2016 was certainly a memorable year, if for nothing else than the series of large-scale unexpected events that transpired. Britain’s decision to leave the European Union, Donald Trump’s victory in the presidential race, and the Cubs winning the World Series caught many by surprise (granted, Chicago entered the baseball season as 4 to 1 favorites, but then again, they are the Cubs). We were struck with a few investment-related observations:
First, beware foregone conclusions. Conventional wisdom assigned only a remote possibility to “Brexit” prior to the EU referendum. Many mainstream pundits and news organizations gave Hillary Clinton anywhere from an 85% to 99% chance of winning the White House. One bookmaker in Ireland deemed Mrs. Clinton’s prospective win as such an inevitability that it actually paid out $1 million early to customers who had bet on her (oops). These examples highlight the risk of an overreliance on forecasting. When it comes to accurately predicting geo-political outcomes (much less trying to profit from them), “nobody knows anything.”

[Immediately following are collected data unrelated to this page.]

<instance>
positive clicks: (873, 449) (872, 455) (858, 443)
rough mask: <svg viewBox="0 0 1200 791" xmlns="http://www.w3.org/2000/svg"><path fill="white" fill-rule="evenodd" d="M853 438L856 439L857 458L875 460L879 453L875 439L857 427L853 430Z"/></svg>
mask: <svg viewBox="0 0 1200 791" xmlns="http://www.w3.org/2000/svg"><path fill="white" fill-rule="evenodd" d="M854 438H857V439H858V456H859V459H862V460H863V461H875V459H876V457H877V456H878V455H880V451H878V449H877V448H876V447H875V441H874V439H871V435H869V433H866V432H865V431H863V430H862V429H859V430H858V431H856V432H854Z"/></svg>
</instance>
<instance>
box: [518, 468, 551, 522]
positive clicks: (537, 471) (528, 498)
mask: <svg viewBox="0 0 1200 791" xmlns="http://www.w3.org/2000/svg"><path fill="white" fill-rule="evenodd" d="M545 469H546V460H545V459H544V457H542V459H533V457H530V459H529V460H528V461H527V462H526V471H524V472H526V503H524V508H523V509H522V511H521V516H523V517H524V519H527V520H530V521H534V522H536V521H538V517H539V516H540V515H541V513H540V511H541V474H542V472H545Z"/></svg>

There is yet a more basic reason to avoid rearranging a portfolio around perceived short-term catalysts. Assuming prior knowledge of Brexit and the presidential upset, was the right investment play even apparent? Price action prior to the actual vote-tallying suggested that the markets were strongly averse to the prospects of Britain leaving and Trump winning. Indeed, within a couple days of Brexit, international stocks had given up about 10%; US stock futures plunged on election night when it appeared that Donald Trump had taken key battleground states. Yet in both cases, the losses were quickly reversed. Even if future events are known with absolute certainty, the market’s response to them is unknowable.
December 7 marked the 75th anniversary of perhaps the most significant unexpected event in US history – the attack on Pearl Harbor. To paraphrase value investor Daniel O’Keefe with Artisan Partners, if you had told people on December 5, 1941 that in two days Pearl Harbor would be bombed resulting in a world war with 60 million people dying, would they buy or sell? Most would sell, but in reality, the market kept surging through the war. “You can’t predict how the macro economy will affect the market. But you can have insight on businesses, valuation, management teams and business quality.” We strongly agree. Buying good companies at attractive prices and holding them for the long-term is our preferred strategy, no matter who is in the White House or who wins the World Series.